Neal Stephenson: Snow Crash

Prolog:
Zehn Jahre ist es nun her, seit der Cyperspace das virtuelle Licht der Welt erblickt hat. Seitdem geistern künstliche, kybernetische Welten in den Köpfen von Lesern und Autoren. William Gibsons Kopfgeburt eines deus ex machina verbindet Philosophie und Technik, Rationalismus und Emotionalität, letztlich Realität und Fiktion. Cyberspace ist die fiktionalisierte Realität eines realen Wunsches nach einer Welt, nicht jenseits unserer, sondern parallel dazu, gekoppelt an die Möglichkeit, die eigene Psyche mit einer zweiten Wunsch-Identität zu versehen und darin zu agieren. Was die Technik heute mit Mind-Machines, Kontaktanzügen und Interface gesteuerten Hilfsmitteln zur Genitalstimulation bietet, ist von Gibsons Cyberspace Vision allerdings noch so weit entfernt, wie ein Faustkeil vom Schweizer Offiziersmesser.

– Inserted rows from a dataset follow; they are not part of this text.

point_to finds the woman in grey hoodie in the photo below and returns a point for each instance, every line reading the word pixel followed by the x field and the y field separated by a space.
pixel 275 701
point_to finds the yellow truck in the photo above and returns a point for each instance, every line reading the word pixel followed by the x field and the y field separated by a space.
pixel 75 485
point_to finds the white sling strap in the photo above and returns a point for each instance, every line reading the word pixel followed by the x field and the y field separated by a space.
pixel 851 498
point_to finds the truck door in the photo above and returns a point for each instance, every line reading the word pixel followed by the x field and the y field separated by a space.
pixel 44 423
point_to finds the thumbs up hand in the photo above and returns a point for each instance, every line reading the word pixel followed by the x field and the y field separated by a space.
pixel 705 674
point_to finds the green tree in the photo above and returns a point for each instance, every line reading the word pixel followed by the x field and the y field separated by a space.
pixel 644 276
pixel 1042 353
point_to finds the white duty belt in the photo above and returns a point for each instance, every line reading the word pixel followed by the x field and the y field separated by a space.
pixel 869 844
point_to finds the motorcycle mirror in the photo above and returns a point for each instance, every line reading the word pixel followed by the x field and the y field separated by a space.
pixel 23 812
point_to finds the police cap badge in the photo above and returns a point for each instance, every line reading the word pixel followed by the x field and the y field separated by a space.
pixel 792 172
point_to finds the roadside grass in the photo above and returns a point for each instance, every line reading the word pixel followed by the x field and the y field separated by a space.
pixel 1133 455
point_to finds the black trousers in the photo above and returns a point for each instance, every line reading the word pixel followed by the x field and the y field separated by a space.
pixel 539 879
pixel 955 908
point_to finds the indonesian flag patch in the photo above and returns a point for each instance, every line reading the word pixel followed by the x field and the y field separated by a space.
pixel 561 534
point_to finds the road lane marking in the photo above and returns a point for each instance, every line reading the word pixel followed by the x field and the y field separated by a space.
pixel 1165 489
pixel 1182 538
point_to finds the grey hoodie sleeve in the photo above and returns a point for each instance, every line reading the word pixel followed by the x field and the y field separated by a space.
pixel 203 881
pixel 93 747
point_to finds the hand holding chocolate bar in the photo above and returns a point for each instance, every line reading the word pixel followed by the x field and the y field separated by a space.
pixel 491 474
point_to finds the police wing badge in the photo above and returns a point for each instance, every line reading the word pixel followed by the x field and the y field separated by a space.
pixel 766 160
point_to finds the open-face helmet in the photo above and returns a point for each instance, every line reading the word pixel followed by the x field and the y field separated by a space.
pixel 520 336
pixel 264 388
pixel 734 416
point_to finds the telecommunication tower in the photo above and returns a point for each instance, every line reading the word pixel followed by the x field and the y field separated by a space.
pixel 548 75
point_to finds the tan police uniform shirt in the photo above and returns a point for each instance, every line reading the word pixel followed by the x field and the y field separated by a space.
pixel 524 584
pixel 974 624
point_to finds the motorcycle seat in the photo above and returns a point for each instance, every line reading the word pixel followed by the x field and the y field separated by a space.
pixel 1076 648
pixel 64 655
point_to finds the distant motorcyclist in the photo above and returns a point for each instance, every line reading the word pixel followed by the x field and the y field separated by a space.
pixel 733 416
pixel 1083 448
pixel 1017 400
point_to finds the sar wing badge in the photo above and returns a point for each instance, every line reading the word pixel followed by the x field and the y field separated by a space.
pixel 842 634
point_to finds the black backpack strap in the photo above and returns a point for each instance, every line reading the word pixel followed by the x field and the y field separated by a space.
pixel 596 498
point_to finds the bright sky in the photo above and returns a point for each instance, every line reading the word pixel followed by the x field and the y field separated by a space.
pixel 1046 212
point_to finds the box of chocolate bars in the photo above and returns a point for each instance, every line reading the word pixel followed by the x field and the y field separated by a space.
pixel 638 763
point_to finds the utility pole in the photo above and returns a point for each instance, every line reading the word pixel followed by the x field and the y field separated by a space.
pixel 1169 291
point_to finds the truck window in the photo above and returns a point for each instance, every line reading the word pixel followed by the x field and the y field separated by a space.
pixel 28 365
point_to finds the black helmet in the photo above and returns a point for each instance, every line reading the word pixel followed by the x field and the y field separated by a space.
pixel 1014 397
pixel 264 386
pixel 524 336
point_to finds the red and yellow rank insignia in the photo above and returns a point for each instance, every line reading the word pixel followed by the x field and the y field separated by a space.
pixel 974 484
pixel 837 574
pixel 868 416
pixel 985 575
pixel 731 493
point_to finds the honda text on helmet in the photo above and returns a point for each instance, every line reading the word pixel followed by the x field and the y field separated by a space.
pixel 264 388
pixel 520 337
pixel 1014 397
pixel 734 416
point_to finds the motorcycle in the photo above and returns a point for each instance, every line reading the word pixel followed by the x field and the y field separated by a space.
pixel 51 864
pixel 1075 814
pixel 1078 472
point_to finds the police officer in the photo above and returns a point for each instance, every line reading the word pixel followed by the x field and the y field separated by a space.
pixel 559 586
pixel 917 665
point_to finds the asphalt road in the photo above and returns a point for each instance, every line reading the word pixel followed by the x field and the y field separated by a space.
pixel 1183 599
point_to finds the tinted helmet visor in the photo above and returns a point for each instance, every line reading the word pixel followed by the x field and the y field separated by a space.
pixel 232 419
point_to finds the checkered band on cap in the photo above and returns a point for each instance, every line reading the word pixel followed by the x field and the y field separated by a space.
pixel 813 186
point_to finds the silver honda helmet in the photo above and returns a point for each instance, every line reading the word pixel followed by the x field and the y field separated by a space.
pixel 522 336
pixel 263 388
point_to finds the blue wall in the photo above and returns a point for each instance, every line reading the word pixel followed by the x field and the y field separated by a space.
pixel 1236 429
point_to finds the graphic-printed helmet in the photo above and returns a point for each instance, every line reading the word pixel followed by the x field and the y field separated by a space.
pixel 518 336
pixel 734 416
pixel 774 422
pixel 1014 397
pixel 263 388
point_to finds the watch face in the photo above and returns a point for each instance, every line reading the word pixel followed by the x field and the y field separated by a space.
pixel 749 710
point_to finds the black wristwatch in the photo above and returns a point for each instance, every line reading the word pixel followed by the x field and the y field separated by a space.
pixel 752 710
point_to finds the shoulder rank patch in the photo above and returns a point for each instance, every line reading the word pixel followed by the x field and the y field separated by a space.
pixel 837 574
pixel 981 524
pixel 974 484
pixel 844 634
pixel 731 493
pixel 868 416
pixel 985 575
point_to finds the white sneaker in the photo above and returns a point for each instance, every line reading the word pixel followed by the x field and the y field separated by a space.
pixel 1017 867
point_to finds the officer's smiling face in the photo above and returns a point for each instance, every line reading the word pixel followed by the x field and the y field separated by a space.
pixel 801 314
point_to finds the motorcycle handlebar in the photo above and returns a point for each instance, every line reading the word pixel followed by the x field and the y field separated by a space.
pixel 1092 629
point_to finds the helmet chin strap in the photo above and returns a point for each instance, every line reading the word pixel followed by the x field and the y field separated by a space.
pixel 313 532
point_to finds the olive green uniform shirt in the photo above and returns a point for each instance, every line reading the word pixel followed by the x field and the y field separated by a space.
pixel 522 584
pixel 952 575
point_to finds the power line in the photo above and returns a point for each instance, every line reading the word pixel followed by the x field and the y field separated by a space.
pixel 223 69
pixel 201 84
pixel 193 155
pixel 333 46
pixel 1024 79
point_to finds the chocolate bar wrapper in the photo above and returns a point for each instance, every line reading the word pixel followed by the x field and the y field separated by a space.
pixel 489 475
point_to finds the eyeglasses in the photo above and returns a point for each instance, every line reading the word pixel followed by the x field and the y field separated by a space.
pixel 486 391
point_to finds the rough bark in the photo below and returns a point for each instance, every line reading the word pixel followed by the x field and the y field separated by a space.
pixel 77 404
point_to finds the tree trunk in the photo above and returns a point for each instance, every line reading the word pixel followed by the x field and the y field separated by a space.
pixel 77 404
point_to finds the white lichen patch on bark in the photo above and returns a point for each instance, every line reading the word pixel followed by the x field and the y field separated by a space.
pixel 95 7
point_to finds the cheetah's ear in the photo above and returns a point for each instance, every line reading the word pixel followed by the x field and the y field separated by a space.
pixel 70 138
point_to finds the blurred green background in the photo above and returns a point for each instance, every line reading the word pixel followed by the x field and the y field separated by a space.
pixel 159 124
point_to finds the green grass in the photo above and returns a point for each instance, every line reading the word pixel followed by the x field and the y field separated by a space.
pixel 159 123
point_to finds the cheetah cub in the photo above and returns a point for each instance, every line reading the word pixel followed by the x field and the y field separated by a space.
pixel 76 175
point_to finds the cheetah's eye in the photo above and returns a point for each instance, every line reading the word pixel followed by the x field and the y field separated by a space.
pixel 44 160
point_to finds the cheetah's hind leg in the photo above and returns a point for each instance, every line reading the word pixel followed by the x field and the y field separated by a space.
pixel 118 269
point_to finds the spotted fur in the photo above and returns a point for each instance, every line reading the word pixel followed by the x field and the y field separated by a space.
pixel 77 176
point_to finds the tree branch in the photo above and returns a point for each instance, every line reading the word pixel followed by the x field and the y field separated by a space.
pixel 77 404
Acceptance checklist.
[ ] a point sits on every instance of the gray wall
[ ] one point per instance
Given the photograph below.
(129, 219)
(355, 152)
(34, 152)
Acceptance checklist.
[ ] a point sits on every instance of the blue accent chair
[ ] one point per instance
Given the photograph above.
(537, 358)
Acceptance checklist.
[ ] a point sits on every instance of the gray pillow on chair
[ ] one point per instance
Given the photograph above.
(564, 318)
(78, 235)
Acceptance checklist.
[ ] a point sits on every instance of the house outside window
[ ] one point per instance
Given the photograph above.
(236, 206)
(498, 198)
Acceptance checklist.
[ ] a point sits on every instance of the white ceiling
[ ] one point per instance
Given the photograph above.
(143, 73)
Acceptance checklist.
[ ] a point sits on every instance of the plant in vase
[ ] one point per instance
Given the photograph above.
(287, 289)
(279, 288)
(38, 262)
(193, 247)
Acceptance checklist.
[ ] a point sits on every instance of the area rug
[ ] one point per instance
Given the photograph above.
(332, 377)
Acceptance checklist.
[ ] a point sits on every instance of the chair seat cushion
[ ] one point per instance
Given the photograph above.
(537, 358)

Neal Stephenson, einigen bekannt durch seinen Öko-Thriller „Zodiac“ (dt. „Volles Rohr“) hat sich auch in die virtuelle Wirklichkeit gestürzt und einen Roman vorgelegt, den die Creme de la Creme der Drogen- und Chip- Visionäre Timothy Leary, Rudi Rucker und William Gibson himself als Klappentextautoren zusammengefaßt als eine ’sauschnelle, hyperrealistische Mischung aus Gibsons „Neuromancer“ und Pynchons „Vineland“‚ verstehen, kurzum ein Buch für das nächste Jahrtausend. Erhältlich allerdings schon in diesem Jahrtausend und intern zurückgreifend auf das erste und zweite Jahrtausend vor unserer Zeitrechnung.

Stephenson als Autor für das electronic cult magazin WIRED erweist sich als Pragmatiker. War Gibsons Cyberspace die zukunftsweisende DS 21 mit Einspeichenlenkrad, hydropneumatischem Federwerk und Rollentacho, dann ist Stephensons Version davon, die er Metaversum nennt, ein solider, einfach zu durchschauender 1200er VW mit robustem Motor und Chassis. Aber der läuft und läuft und läuft. Und das ist notwendig, denn das Metaversum ist eine gigantische Software, die eine computersimulierte Darstellung eines unendlichen Straßennetzes mit Gebäuden und einer öffentlichen Straßenbahn, in der sich jeder mittels einer Software, die die eigene Person darstellt von öffentlichen Terminals oder vom heimischen Rechner aus einloggen kann. Je nach dem, wieviel Geld man für seinen Avatar, so heißen die virtuellen alter ego, abdrückt, so sieht man auch im Metaversum aus. Dort wirkt alles recht durchschaubar, geordnet und funktional, was dem genauen Gegenteil der Wirklichkeit entspricht, denn die USA sind in Folge der um sich greifenden Privatisierung in eine Vielzahl kleiner Stadtstaaten, sog. Burbclaves, zerfallen, genauso wie die Armee, die in breites Spektrum privater Sicherheitsdienste übergegangen ist. Hiro Protagonist, die Hauptfigur ist, wie sollte es anders sein, Hacker und mäßiger Pizza Lieferant. Über seinen Freund Da5id (kein Tippfehler), der ein Opfer von Snow Crash, einer Substanz zwischen Virus und Droge geworden ist stolpert Hiro Protagonist in eine Verschwörung, deren geistiger Vater tatsächlich Thomas Pynchon gewesen sein könnte.

So schnell wie die Klappentexte verheißen kommt Stephenson allerdings nicht zu Potte. Die Warmlaufphase dauert etwa fünfzig Seiten, bis Stephensons VW richtig in die Gänge kommt und Hiro Protagonist seinen Job als Pizza- „Auslieferator“ hinter sich gebracht hat, dann läuft das Ding über die nächsten 480 Seiten. Bei weitem nicht so elegant wie Pynchon und längst nicht so visionär wie Gibson bietet „Snow Crash“ dennoch einen gelungenen Plot und genügend Action, daß es für eine Schwarzenegger Verfilmung ausreichen sollte.

Neal Stephenson
SNOW CRASH
Goldmann 20,- DM
ISBN 3-442-42450-X
bzw.
Goldmann 14,- DM

Neal Stephenson,
wurde1959 in Maryland USA geboren. Er ist in Iowa aufgewachsen und studierte in Boston. Neben seiner Tätigkeit als Romanautor schreibt er für das amerikanische Computer und VR Magazin WIRED. „Snow Crash“ ist sein zweiter Roman, der in deutscher Sprache erschien. Der erste ist ein Öko-Thriller mit dem Titel „Zodiac“ (dt. „Volles Rohr“).